Man oh man, you gotta feel sorry for Dan oh Dan. Gilbert that is. It’s not enough that his marquee player left him on live TV, but then he got slapped by the commish to the tune of $100K for his response to the televised dumping. Granted, the break-up letter that the Cleveland Cavaliers owner posted on the team website was the mother of all spurned lover letters.
Imagine taking the audio from a recently dumped emo boy’s voicemail message to his ex and then post it to the Internet in CAPS and Comic Sans. It adds a nice slice of embarrassment to the big piece of pathos and pain that is the “Mistake by the Lake’s” morning breakfast.
To help get Gilbert through this trying time, this edition of Essentially A Playlist is all about the breakup: anger, heartbreak, despair, rage, pleading — it’s all here.
Diana Ross & The Supremes — “You Keep Me Hanging On” [from Tamla Motown Gold]
This is the theme song for the weeks leading up to ESPN’s The Decision. Will LeBron James join the youth movement in Chicago? Will he prove the crazy Chinese Olympic rumor was true? Will he save Knicks fans from themselves? Or will he stay true to his roots? James even kept us hanging on that much more — they said the decision would be revealed at the ten minute mark and it wasn’t until we were over twenty minutes that he said he was “taking his talents to South Beach.”
Chicago — “If You Leave Me Now” [from Greatest Hits, Vol. 2]
Peter Cetera managed to nail that first moment of clarity and regret when he sang, “How could we end it all this way / When tomorrow comes and we’ll both regret / The things we said today.” James really did take away the biggest part of the Cavs and Cleveland sports fans hopes.
The O’Jays — “Backstabbers” [from Backstabbers]
For the younger folks in the audience this is not that O.J. and not that stabbing. I’m not sure if James is the backstabber “[s]miling in your face / All the time he wants to go to South Beach” [not the actual lyrics] or if Dwayne Wade and the rest of the people trying to woo “King James” are the “folks com[ing] to [Gilbert’s] house again and again and again and again” during free agency.
George Jones — “He Stopped Loving Her Today” [from Anniversary: Ten Years of Hits]
He is James. Her is Cleveland specifically, and Ohio generally.
The Rheostatics — “Record Body Count” [from Melville]
This one isn’t a break-up song, but it’s suffice to say with the way James murdered the collective hopes of Ohioan sports fans and the ratings ESPN pulled for the crime footage, this was a record body count.
Ben Folds Five — “Song For The Dumped” [from Whatever And Ever Amen]
Here we have where Gilbert went over the edge and posted the now-infamous break-up letter.

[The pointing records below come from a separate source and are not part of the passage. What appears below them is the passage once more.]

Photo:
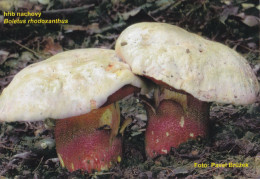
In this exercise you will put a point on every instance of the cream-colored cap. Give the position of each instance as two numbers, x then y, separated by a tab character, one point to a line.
68	84
207	70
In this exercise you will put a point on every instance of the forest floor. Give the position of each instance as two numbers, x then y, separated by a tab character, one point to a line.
27	149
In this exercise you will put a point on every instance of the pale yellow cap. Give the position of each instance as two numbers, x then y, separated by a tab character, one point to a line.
68	84
208	70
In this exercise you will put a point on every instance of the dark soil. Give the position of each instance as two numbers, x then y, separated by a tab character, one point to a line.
27	150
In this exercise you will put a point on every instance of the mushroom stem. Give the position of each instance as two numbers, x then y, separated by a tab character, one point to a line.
178	118
89	142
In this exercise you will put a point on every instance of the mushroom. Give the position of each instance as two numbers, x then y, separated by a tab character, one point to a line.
190	72
80	88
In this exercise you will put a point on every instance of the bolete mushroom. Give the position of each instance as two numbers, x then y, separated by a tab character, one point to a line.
190	72
80	88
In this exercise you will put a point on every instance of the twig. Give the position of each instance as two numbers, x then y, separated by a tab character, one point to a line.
69	10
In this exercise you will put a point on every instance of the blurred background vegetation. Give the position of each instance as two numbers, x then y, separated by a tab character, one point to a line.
97	23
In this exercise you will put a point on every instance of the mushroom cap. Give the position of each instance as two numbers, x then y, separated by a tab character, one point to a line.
68	84
208	70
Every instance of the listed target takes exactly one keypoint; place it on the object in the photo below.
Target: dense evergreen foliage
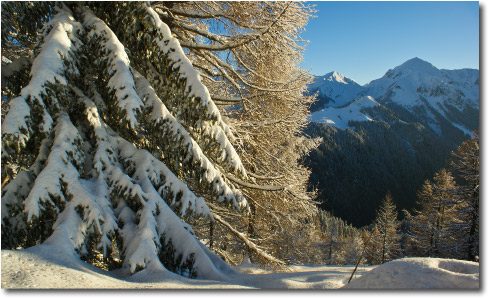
(128, 141)
(354, 168)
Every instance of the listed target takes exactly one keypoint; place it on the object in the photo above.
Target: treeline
(444, 223)
(353, 169)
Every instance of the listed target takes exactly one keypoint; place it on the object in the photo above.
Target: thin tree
(386, 221)
(431, 225)
(114, 145)
(465, 164)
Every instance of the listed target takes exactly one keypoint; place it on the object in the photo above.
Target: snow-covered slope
(42, 267)
(429, 94)
(352, 111)
(417, 82)
(425, 273)
(336, 87)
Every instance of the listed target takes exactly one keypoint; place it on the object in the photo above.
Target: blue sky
(362, 40)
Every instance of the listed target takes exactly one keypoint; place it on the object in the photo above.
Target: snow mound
(48, 267)
(426, 273)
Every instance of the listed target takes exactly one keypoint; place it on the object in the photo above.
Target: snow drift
(43, 267)
(425, 273)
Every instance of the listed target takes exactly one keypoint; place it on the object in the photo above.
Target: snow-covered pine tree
(387, 224)
(343, 242)
(249, 54)
(431, 226)
(115, 144)
(465, 164)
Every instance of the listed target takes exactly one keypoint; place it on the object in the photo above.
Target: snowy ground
(42, 267)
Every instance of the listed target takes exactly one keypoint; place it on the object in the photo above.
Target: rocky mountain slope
(389, 135)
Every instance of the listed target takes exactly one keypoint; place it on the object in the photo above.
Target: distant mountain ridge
(389, 135)
(429, 94)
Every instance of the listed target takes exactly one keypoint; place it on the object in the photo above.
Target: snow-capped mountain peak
(416, 64)
(352, 111)
(339, 78)
(336, 88)
(430, 94)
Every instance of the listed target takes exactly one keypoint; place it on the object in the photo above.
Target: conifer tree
(387, 224)
(465, 164)
(431, 226)
(114, 145)
(249, 55)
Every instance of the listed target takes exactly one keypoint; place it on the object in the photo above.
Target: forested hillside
(402, 135)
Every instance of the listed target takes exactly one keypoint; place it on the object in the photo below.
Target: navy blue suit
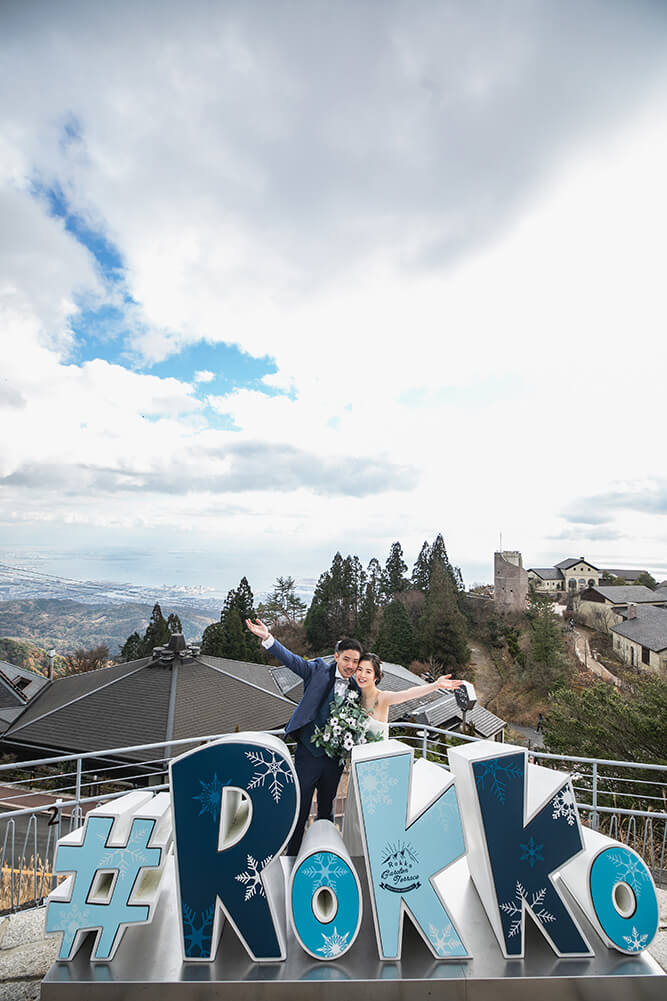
(314, 769)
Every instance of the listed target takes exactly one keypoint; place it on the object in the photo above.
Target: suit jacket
(318, 678)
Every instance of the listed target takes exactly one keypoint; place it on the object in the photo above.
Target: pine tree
(395, 569)
(372, 601)
(442, 628)
(212, 641)
(439, 555)
(132, 649)
(282, 604)
(173, 624)
(157, 634)
(396, 637)
(547, 662)
(422, 569)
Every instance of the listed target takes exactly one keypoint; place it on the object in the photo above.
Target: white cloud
(457, 271)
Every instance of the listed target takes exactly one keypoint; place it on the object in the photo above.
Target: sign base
(148, 965)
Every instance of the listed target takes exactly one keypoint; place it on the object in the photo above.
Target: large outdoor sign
(233, 807)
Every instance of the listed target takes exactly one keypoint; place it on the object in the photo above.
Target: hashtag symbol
(102, 879)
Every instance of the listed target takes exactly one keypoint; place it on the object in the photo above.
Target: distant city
(22, 583)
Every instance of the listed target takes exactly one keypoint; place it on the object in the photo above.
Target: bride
(377, 704)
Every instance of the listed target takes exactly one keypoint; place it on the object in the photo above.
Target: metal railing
(46, 798)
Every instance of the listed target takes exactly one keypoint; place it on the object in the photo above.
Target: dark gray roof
(568, 564)
(446, 713)
(631, 593)
(287, 682)
(18, 685)
(143, 703)
(649, 628)
(625, 575)
(547, 573)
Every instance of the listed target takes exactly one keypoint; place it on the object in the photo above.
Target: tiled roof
(631, 593)
(649, 628)
(547, 573)
(13, 678)
(143, 703)
(447, 711)
(569, 564)
(625, 575)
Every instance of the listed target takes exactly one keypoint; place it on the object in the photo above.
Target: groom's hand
(258, 629)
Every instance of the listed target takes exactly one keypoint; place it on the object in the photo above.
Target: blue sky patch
(105, 330)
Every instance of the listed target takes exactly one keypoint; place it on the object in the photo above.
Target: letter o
(325, 904)
(624, 898)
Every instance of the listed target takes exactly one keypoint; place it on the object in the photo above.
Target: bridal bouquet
(347, 726)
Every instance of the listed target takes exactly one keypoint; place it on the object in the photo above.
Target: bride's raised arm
(443, 683)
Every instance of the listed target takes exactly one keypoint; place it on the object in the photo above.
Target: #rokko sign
(233, 806)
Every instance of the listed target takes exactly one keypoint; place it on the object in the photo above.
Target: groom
(321, 682)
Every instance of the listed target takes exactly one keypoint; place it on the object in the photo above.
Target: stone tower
(510, 582)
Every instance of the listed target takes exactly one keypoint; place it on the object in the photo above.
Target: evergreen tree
(395, 569)
(442, 632)
(132, 649)
(422, 570)
(439, 555)
(547, 662)
(372, 601)
(336, 607)
(229, 638)
(157, 634)
(234, 638)
(396, 637)
(212, 643)
(282, 604)
(173, 624)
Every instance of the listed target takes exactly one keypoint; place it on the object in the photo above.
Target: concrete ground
(26, 953)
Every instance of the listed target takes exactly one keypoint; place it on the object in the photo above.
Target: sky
(281, 279)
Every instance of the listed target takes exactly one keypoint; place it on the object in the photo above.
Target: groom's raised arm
(298, 665)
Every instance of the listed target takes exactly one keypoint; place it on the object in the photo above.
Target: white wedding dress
(376, 727)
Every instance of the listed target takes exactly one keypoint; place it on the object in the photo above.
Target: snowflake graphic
(499, 771)
(444, 939)
(325, 868)
(277, 770)
(334, 944)
(197, 930)
(400, 851)
(631, 870)
(636, 942)
(564, 806)
(515, 908)
(376, 785)
(209, 797)
(251, 878)
(532, 853)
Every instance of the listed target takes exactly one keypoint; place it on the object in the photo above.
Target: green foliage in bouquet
(347, 726)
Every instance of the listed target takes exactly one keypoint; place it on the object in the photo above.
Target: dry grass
(34, 881)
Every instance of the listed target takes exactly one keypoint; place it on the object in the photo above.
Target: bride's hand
(258, 629)
(445, 683)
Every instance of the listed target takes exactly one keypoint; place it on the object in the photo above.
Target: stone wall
(510, 582)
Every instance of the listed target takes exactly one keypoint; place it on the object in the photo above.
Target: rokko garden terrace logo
(232, 809)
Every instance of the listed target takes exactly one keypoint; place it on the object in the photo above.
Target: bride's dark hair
(377, 665)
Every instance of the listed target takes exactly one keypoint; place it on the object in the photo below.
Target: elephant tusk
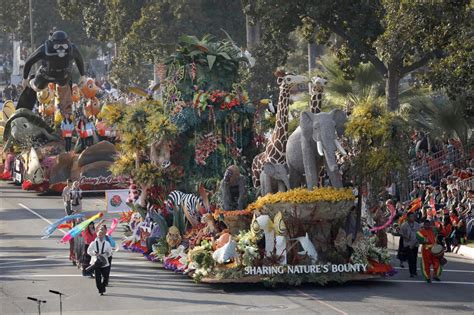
(320, 148)
(339, 147)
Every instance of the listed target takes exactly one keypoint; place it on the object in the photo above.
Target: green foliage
(179, 220)
(216, 62)
(380, 139)
(396, 37)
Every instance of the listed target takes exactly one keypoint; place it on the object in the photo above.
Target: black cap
(59, 37)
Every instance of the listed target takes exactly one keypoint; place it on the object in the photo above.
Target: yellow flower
(302, 195)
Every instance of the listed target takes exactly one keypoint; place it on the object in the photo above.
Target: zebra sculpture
(193, 206)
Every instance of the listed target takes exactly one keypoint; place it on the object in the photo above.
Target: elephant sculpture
(273, 178)
(312, 145)
(24, 126)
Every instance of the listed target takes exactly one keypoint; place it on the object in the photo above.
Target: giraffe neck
(316, 100)
(276, 148)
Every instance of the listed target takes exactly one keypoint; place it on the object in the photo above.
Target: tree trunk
(253, 33)
(312, 54)
(359, 208)
(391, 89)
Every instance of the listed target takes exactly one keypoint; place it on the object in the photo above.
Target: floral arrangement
(247, 246)
(302, 195)
(206, 145)
(365, 249)
(230, 213)
(217, 98)
(200, 259)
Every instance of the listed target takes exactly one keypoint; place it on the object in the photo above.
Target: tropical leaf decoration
(179, 220)
(216, 63)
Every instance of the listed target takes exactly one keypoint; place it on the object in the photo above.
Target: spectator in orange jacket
(427, 237)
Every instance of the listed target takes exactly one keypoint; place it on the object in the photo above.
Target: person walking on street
(101, 250)
(109, 240)
(76, 198)
(427, 238)
(89, 236)
(67, 197)
(408, 232)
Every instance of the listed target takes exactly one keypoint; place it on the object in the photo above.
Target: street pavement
(30, 266)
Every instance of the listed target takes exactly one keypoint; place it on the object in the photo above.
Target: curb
(464, 251)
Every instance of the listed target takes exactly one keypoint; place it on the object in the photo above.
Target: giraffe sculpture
(275, 150)
(317, 91)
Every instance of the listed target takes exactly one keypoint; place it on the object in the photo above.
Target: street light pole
(31, 24)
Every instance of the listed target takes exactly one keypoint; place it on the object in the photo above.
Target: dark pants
(68, 143)
(107, 271)
(412, 255)
(89, 141)
(86, 260)
(101, 278)
(149, 243)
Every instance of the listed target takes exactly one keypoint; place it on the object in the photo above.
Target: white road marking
(29, 260)
(317, 299)
(39, 216)
(422, 281)
(118, 275)
(38, 265)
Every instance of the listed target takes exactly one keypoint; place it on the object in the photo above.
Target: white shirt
(98, 244)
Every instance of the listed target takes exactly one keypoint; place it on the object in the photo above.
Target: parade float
(193, 174)
(34, 151)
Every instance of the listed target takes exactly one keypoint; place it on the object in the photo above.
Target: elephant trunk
(320, 147)
(339, 147)
(330, 157)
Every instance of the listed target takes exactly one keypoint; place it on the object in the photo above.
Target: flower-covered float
(188, 149)
(34, 152)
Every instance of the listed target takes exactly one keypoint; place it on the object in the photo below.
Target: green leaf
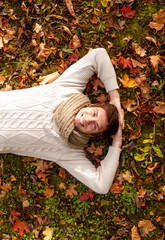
(158, 151)
(145, 149)
(104, 3)
(140, 157)
(147, 141)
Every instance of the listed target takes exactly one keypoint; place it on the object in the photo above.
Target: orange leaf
(49, 192)
(71, 191)
(135, 234)
(21, 226)
(146, 225)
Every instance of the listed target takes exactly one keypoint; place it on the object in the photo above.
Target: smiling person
(54, 121)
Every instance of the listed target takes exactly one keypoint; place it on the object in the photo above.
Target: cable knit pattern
(26, 126)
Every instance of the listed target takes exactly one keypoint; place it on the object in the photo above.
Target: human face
(91, 120)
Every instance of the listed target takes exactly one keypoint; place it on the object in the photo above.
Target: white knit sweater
(26, 126)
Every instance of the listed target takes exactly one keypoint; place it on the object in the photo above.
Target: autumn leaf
(126, 62)
(21, 226)
(127, 82)
(49, 192)
(156, 61)
(142, 192)
(14, 214)
(97, 83)
(146, 225)
(116, 187)
(86, 195)
(138, 50)
(127, 176)
(48, 233)
(71, 191)
(158, 20)
(94, 20)
(104, 3)
(127, 12)
(74, 57)
(135, 234)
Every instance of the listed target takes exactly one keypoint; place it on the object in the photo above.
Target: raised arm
(98, 179)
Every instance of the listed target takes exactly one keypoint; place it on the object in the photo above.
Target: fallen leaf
(142, 192)
(104, 3)
(135, 234)
(146, 225)
(86, 195)
(156, 61)
(127, 12)
(14, 214)
(71, 191)
(160, 108)
(49, 192)
(127, 82)
(21, 226)
(127, 176)
(126, 62)
(138, 50)
(116, 187)
(158, 20)
(48, 233)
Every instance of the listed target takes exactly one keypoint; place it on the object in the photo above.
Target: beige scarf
(64, 118)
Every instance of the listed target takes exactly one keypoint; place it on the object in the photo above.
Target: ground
(39, 200)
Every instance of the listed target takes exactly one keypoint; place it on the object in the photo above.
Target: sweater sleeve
(77, 75)
(98, 179)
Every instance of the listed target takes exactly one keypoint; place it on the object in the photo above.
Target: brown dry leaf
(156, 61)
(135, 234)
(76, 42)
(150, 170)
(71, 191)
(130, 105)
(2, 79)
(49, 78)
(152, 40)
(142, 192)
(66, 29)
(127, 176)
(69, 5)
(49, 192)
(62, 173)
(127, 82)
(160, 108)
(146, 225)
(158, 20)
(62, 186)
(48, 233)
(142, 83)
(136, 63)
(134, 133)
(138, 50)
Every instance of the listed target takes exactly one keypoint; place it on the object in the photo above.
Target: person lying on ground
(54, 121)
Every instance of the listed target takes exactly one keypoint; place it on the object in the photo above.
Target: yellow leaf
(140, 157)
(48, 233)
(158, 151)
(104, 3)
(127, 82)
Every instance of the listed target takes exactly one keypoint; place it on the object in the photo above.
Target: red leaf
(127, 12)
(86, 195)
(116, 187)
(15, 214)
(126, 62)
(74, 57)
(21, 226)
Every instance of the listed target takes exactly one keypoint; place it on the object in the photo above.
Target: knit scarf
(64, 118)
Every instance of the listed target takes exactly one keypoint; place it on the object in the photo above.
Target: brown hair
(112, 117)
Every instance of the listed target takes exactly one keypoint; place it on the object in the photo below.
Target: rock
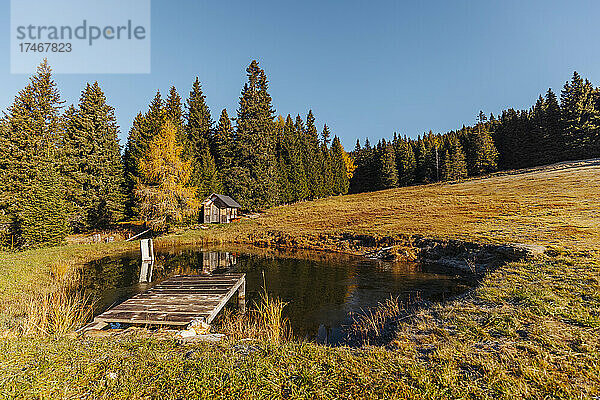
(210, 337)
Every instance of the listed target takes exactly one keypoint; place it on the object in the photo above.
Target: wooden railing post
(242, 296)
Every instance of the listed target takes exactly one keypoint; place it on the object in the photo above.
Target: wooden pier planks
(179, 300)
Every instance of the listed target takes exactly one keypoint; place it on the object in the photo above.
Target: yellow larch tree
(163, 192)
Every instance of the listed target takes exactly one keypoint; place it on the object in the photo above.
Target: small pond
(323, 290)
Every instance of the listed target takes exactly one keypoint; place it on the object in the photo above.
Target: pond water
(323, 290)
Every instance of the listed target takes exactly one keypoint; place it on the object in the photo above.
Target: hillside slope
(557, 204)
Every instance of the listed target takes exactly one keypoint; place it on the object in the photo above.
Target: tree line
(548, 132)
(63, 171)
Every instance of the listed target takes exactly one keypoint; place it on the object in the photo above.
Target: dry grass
(530, 330)
(554, 205)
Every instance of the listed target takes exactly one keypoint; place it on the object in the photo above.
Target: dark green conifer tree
(388, 175)
(93, 165)
(454, 164)
(579, 116)
(256, 183)
(338, 167)
(484, 157)
(33, 192)
(142, 132)
(174, 113)
(405, 162)
(312, 158)
(327, 166)
(196, 144)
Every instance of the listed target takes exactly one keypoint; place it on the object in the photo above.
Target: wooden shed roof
(226, 200)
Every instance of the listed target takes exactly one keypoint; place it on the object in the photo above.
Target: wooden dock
(179, 300)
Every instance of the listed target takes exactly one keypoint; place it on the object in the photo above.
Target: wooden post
(242, 296)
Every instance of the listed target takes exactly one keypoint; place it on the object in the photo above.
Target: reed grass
(264, 321)
(57, 312)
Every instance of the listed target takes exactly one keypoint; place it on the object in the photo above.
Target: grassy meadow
(530, 329)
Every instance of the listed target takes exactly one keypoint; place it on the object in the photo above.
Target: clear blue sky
(365, 68)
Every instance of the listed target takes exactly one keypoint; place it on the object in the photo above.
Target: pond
(323, 291)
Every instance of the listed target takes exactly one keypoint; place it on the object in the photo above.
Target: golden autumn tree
(162, 191)
(349, 163)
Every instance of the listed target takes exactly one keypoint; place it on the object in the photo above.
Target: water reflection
(322, 290)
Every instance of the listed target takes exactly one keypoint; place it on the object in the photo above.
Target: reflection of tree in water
(307, 286)
(110, 273)
(321, 289)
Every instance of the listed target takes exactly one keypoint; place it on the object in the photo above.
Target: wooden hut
(219, 208)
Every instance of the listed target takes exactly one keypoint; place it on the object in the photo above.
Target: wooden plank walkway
(179, 300)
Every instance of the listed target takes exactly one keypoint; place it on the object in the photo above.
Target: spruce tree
(579, 116)
(163, 191)
(256, 183)
(312, 158)
(554, 135)
(327, 163)
(388, 175)
(405, 162)
(33, 192)
(339, 171)
(454, 164)
(421, 170)
(196, 144)
(93, 164)
(174, 113)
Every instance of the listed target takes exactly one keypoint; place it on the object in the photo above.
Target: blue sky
(365, 68)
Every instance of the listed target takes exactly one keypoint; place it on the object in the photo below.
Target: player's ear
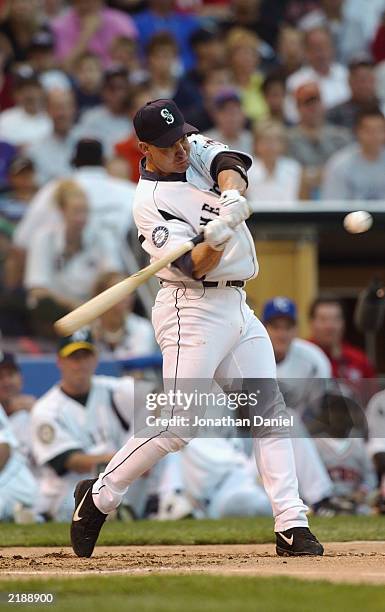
(143, 147)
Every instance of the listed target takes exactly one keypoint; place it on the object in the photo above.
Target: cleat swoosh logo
(76, 516)
(288, 540)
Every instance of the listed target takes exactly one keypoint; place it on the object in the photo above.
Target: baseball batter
(202, 323)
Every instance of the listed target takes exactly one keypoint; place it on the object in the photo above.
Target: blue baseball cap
(279, 307)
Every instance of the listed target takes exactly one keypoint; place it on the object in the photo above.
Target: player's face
(77, 370)
(282, 332)
(327, 325)
(10, 384)
(169, 159)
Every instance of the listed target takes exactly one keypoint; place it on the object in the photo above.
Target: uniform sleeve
(50, 438)
(204, 151)
(39, 266)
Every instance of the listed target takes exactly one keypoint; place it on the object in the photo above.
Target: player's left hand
(234, 207)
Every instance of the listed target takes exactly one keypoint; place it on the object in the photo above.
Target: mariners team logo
(167, 116)
(160, 236)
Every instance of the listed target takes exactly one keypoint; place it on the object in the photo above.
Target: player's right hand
(217, 233)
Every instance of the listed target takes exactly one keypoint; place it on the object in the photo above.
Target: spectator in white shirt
(357, 171)
(273, 178)
(230, 121)
(110, 199)
(28, 121)
(110, 122)
(119, 331)
(332, 78)
(52, 154)
(64, 259)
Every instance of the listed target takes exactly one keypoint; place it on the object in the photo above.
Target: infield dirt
(350, 562)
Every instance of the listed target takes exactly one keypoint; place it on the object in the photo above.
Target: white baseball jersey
(170, 212)
(60, 424)
(17, 483)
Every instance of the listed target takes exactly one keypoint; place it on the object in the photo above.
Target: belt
(223, 283)
(208, 284)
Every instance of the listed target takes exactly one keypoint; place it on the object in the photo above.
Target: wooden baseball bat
(91, 310)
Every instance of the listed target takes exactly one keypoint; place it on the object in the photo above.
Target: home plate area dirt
(343, 562)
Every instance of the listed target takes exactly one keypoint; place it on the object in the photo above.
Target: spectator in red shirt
(327, 326)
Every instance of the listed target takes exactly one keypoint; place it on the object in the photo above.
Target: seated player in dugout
(78, 425)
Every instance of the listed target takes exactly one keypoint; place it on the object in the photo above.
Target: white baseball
(358, 222)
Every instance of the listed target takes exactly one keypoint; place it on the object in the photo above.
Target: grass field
(225, 531)
(195, 592)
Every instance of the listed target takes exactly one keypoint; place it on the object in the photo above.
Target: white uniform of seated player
(19, 487)
(78, 425)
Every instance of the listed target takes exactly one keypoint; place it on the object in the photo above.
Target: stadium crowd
(298, 84)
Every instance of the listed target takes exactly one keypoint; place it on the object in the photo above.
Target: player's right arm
(5, 453)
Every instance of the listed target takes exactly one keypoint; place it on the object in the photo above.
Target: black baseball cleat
(87, 520)
(297, 542)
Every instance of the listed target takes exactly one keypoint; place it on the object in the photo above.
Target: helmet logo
(167, 116)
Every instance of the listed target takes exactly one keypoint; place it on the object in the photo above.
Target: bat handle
(198, 239)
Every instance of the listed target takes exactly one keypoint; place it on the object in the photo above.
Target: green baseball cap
(81, 339)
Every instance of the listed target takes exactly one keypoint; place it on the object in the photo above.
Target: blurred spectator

When he writes: “THE SELF-DECLARED FORMER ‘KING’ WILL BE TAKING THE ‘CURSE’ WITH HIM DOWN SOUTH. AND UNTIL HE DOES ‘RIGHT’ BY CLEVELAND AND OHIO, JAMES (AND THE TOWN WHERE HE PLAYS) WILL UNFORTUNATELY OWN THIS DREADED SPELL AND BAD KARMA,” you can basically substitute Folds singing “give me my money back you b*h.”
The Smiths — “Please, Please, Please, Let Me Get What I Want” [from Hatful Of Hollow]
Kind of like the way you know the guy in this song is not going to get what he wants despite his pleas, it’s pretty apparent that when Gilbert writes, “I PERSONALLY GUARANTEE THAT THE CLEVELAND CAVALIERS WILL WIN AN NBA CHAMPIONSHIP BEFORE THE SELF-TITLED FORMER ‘KING’ WINS ONE,” he is wrong in a percentage equal to the fine Stern leveled.
Yvonne Elliman — “If I Can’t Have You” [from Night Flight]
“If I can’t have you / I don’t want nobody baby,” a sentiment that Cavs fans must be wrestling with as they look at what’s left in the free agent pool and consider how they’re going to assemble an above .500 team around Varejão.
Prince — “I Could Never Take The Place Of Your Man” [from The Hits 1]
This one’s for whomever Gilbert ends up getting in sign-and-trade to fill the gaping maw that is James’s spot on the court. Seriously, even if Charles Barkley secretly gave birth to Wilt Chamberlain’s lovechild in Canton, the kid had both dad’s NBA DNA and Gilbert signed him, this song would apply.
Rocket From The Tombs — “Read It And Weep” [from The Day The Earth Met The Rocket From The Tombs]
I was thinking about closing on a note of hope for Cleveland, but “Cleveland Rocks” is heard enough on reruns of the Drew Carey Show and ultimately it’s false hope. Instead I leave you with one of Cleveland’s best bands (and forebear of Pere Ubu, the best act from Cleveland) and the last word on Dan Gilbert’s letter — read it and weep.